‘Fiscal cliff’ will test Republicans, Democrats
Topics: From the Wires, Politics News
Jaylen Williams, left, and Sean Tyus walk past a homemade Obama sign on their way to school, Wednesday, Nov. 7, 2012, in the Over-the-Rhine neighborhood of downtown Cincinnati. President Barack Obama captured a second White House term on Tuesday over the challenge by Republican Mitt Romney. (AP Photo/Al Behrman)(Credit: AP)WASHINGTON (AP) — The U.S. political landscape changed little with Tuesday’s election, and now both Democrats and Republicans will be tested by the immediate need for moderation if they are to avoid the feared “fiscal cliff” of automatic tax increases and deep spending cuts that could send the country into a recession.

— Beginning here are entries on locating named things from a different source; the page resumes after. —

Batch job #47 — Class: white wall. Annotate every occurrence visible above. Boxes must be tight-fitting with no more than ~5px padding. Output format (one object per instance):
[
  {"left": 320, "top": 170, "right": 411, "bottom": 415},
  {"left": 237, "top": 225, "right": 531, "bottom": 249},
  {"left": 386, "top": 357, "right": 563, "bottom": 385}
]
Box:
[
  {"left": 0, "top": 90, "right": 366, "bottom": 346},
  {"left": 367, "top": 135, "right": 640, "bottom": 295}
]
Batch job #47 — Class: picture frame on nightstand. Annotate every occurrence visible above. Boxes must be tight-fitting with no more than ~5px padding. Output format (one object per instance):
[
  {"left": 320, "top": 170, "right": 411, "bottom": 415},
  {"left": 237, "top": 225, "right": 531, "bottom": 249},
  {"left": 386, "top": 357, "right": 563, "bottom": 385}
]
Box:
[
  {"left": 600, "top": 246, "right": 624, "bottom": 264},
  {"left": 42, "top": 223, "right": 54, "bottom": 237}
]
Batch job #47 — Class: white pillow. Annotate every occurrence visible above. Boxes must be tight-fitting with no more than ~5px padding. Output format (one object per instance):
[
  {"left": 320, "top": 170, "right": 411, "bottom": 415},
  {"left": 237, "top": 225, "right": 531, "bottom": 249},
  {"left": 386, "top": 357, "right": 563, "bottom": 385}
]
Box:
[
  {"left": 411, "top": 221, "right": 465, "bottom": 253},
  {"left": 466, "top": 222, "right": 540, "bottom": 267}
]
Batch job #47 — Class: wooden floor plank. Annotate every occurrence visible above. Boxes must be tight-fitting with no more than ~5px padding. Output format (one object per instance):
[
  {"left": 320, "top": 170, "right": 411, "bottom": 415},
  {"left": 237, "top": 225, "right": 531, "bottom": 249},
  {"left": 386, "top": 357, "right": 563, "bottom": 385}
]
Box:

The Republican Party is entering a period of introspection after failing to block President Barack Obama from a second White House term, even after a period of the worst financial pain for middle-class Americans since the Great Depression of the 1930.
The election was evidence that the majority of voters are no longer willing to accept the leadership of a Republican Party that has been pushed to the far right of the political spectrum by its small-government, low-tax tea party faction.
But Obama and his Democrats also must be ready for compromise, with Americans yearning to see an end to the deep partisan divide and legislative gridlock that has gripped Washington in recent years.
Obama adviser David Axelrod warned Republican leaders to take lessons from Tuesday’s vote. The president won after pledging to raise taxes on American households earning more than $250,000 a year “and was re-elected in a significant way,” Axelrod told MSNBC Thursday morning.
“Hopefully people will read those results and read them as a vote for cooperation and will come to the table,” Axelrod said. “And obviously everyone’s going to have to come with an open mind to these discussions. But if the attitude that nothing happened on Tuesday, that would be unfortunate.”
He pointed out that conservative Republican Senate candidate Richard Mourdoch in Indiana dismissed the value of compromise and instead said Democrats should join the GOP. “And I note that he’s not on his way to the United States Senate,” Axelrod said. Mourdock lost to Democratic Rep. Joe Donnelly.
Obama was quiet Wednesday but returned to the White House from Chicago, where he held his victory celebration. He spoke by phone with the four top leaders of the House and Senate to talk about the lame-duck Congress that convenes just one week after Election Day. Little major action is expected.
Obama told the congressional leaders he believed “the American people sent a message in yesterday’s election that leaders in both parties need to put aside their partisan interests and work with common purpose to put the interests of the American people and the American economy first,” the White House said in a statement.